China has maintained its dynamic zero-Covid policy since, putting more cities under lockdowns and conducting massive nucleic acid testing as a go-to-method of containment. That has helped drag the country’s economy down to GDP growth of only 0.4 per cent in the second quarter, the slowest since the economy shrank 6.8 per cent in the first quarter of 2020.
“One of the major trends starting from the fourth quarter of last year [for smartphone brands] was to move into the high-end [segment]. However, most people did not expect the situation to deteriorate to such a gruesome extent,” said Ivan Lam, senior analyst at Counterpoint Research.
That has translated into order cuts and in some cases, zero new orders for the smartphone value chain in the first half of 2022, especially for suppliers of high-end Android products, Lam said. Android OS is a Linux-based mobile operating system that primarily runs on smartphones and tablets not produced by Apple.
“Makers of some key components for mid and high-end products, which usually have a long procurement cycle, are no longer receiving new orders as clients had been excessively stockpiling under more optimistic forecasts,” Lam said.
Lam added that manufacturers of display and camera modules were under more pressure in this situation, as smartphone clients clear inventory.
Sunny Optical, China’s biggest camera module maker for major smartphone brands including Apple and Xiaomi, saw its handset lens sales fall 9.1 per cent in the first half of the year “due to weakening demand in the global smartphone market and a downgrading of specification and configuration for smartphone cameras”.
BYD, the Shenzhen-based electric carmaker and also a smartphone manufacturer, saw its revenue from handset components and assembly slip 4.78 per cent in the first half of 2022.
China’s top chip maker Semiconductor Manufacturing International Corp has already warned of lower production due to the Covid-19 lockdown in Shanghai, one of its major manufacturing bases, as well as weak downstream demand. “Many orders [from smartphone makers] have been cancelled,” said co-CEO Zhao Haijun earlier this year. “Chinese smartphone vendors could reduce shipments by 200 million units this year.”
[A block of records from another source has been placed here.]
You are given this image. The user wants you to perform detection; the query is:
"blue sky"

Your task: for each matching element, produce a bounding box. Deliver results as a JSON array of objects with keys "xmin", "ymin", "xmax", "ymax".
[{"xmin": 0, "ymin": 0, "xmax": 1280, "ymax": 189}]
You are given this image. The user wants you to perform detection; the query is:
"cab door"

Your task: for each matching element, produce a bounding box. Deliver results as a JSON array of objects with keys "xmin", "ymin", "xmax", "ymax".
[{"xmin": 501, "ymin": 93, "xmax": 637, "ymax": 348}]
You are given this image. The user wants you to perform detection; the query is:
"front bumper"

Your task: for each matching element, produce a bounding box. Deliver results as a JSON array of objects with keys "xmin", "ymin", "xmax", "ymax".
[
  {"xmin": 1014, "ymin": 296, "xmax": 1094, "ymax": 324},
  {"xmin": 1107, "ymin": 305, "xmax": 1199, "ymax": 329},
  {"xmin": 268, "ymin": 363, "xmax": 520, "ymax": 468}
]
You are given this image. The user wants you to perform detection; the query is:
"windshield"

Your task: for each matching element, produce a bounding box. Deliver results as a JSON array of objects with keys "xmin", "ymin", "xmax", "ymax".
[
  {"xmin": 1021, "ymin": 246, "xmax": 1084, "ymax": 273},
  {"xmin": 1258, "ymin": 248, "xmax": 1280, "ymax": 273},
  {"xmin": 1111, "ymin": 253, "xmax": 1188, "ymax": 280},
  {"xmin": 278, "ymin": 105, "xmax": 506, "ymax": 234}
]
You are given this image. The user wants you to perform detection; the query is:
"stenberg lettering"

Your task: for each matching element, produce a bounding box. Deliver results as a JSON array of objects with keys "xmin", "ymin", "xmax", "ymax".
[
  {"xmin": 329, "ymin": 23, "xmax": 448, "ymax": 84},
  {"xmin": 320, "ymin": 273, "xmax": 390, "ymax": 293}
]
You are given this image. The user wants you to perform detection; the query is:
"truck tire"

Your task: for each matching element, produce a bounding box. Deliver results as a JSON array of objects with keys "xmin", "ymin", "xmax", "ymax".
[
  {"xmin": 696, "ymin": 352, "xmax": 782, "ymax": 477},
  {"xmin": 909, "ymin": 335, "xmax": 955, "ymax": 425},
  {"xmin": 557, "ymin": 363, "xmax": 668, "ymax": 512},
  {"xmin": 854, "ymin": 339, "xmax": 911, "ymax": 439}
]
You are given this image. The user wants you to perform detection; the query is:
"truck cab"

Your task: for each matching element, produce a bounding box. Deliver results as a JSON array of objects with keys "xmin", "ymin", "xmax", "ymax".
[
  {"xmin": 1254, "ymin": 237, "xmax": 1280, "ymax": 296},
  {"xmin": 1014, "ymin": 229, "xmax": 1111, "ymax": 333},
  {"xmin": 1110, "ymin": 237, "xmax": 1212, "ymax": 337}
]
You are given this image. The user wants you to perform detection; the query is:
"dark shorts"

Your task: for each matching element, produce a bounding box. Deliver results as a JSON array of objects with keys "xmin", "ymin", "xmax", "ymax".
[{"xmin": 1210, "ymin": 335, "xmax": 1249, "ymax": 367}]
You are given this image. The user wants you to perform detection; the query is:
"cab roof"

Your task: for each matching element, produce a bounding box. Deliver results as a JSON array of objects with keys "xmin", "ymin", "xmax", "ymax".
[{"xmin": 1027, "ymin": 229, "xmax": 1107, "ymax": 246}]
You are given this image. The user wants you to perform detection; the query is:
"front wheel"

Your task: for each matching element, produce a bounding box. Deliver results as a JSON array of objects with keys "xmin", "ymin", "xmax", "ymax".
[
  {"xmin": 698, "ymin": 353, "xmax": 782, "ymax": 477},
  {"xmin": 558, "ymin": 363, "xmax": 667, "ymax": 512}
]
For the first five months of 2022, major Chinese Android phone brands have cut orders for 270 million units, according to two separate reports by Kuo Ming-chi, an analyst at TF International Securities.
Kuo estimated that MediaTek has cut mid-to-low end 5G chip orders by 30 to 35 per cent for the fourth quarter, with Qualcomm cutting orders by 10 to 15 per cent for high-end chips for the second half of 2022 despite it traditionally being peak season.
The continuous uncertainties and disruptions could have longer-term implications for China’s long-established smartphone supply chain, with many manufacturers spreading their assembly wings outside China.
“The moves are initially driven by the need to diversify to lower the supply chain risks,” said Counterpoint’s Lam. “However, I expect the pace to be slow. It will still take a long time to build a mature value chain like China’s.”